WE didn’t have long to wait for this week's FMQs protest. In fact, we didn’t wait at all. 

The three nippers who yelled in the gallery about housing and climate change shot their bolt before the proceedings even began. 

They later issued a statement boasting they had “disrupted First Minister's Questions... for the third time in a month”.

Actually, they bamboozled the fag-end of the glamour-free General Questions session, as Tory backbencher Roz McCall and public finance minister Tom Arthur were in the chair, not Nicola Sturgeon. 

Flattering for the warm-up act, but deeply weird for the rest of us. Still, the impetuosity of youth and all that. The confusion which enveloped Ms Sturgeon was less excusable.

On Monday, when asked if double-rapist Adam Graham, who identifies as Isla Bryson, was indeed a woman, Justice Secretary Keith Brown said she was. 

“I think that is the case. We have to accept people identify, as in this case, as women.”

Tory leader Douglas Ross asked the FM if she agreed with that. She didn’t.

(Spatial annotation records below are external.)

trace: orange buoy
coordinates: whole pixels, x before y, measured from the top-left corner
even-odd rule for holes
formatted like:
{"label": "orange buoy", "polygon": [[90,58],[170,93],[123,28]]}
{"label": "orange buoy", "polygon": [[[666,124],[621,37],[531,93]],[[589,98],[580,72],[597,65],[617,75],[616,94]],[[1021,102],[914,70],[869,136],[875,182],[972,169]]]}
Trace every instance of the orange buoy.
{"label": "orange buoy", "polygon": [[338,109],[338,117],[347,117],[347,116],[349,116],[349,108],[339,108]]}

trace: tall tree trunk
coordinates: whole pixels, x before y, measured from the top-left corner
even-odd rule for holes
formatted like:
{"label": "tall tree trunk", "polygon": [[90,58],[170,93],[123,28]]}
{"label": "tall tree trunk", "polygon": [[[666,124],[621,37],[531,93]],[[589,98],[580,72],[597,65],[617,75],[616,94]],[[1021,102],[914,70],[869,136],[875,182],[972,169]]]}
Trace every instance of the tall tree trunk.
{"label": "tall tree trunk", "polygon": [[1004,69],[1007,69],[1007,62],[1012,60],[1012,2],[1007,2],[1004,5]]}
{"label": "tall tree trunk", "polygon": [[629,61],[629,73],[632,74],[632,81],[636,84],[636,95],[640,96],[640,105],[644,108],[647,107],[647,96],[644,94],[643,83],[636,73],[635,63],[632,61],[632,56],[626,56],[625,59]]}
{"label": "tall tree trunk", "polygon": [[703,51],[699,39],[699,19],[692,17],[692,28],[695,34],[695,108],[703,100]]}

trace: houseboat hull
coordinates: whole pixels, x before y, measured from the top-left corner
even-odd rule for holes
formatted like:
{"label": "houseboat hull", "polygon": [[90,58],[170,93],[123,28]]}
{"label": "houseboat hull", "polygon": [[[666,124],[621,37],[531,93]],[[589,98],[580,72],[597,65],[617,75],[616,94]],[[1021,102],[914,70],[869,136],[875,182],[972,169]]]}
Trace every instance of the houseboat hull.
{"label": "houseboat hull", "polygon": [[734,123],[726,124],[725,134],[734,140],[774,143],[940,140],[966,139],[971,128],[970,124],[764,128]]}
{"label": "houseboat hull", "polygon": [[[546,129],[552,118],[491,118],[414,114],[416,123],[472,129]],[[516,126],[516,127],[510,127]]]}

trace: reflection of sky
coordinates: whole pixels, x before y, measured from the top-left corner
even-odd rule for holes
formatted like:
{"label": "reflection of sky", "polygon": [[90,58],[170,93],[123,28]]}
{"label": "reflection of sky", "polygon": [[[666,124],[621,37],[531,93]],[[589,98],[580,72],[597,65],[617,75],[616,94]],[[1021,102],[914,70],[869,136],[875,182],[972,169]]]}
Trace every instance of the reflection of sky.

“I’m not going to get into the individual circumstances of that particular individual’s claims to be a woman, because I don’t have enough information about that,” she said.

On Monday, the Government said only self-identification was required. 

Today, Ms Sturgeon said more info was needed to assess such gender “claims”. 

Mr Ross asked again if Bryson was a woman. Ms Sturgeon again rewrote policy.

“That individual claims to be a woman; I said that I do not have information about whether those claims have validity.”

After Mr Ross read quotes from one of Bryson’s victims saying she was sure he was a fraud exploiting the system for an easier life in jail, Ms Sturgeon flip-flopped again.

Having been unable to say moments before whether Bryson’s claim to be a woman was valid, she declared it was “almost certainly the case” that it wasn’t. 

Her word being law in these parts, it seems self-ID has been replaced by Sturgeon-ID.

She seemed to get her mojo back when Labour’s Anas Sarwar complained skint councils were getting skinter, and in a surprise twist it was all the SNP’s fault. 

“The problem for Anas Sarwar is that it is the verdict of the Scottish people that matters, which is why I am standing here and he is sitting over there,” she said, impaling the daft wee mouse on her claws. 

But then she blew it again. 

“We have put a draft budget before Parliament," she said.

"And I stress that word ‘draft budget’.”

It’s never reassuring when the person in charge of the cash can’t tell the difference between one and two. With skills like that, she could lead the next FMQs protest.

And lost in the fog of her capricious, minute-by-minute logic, she just might.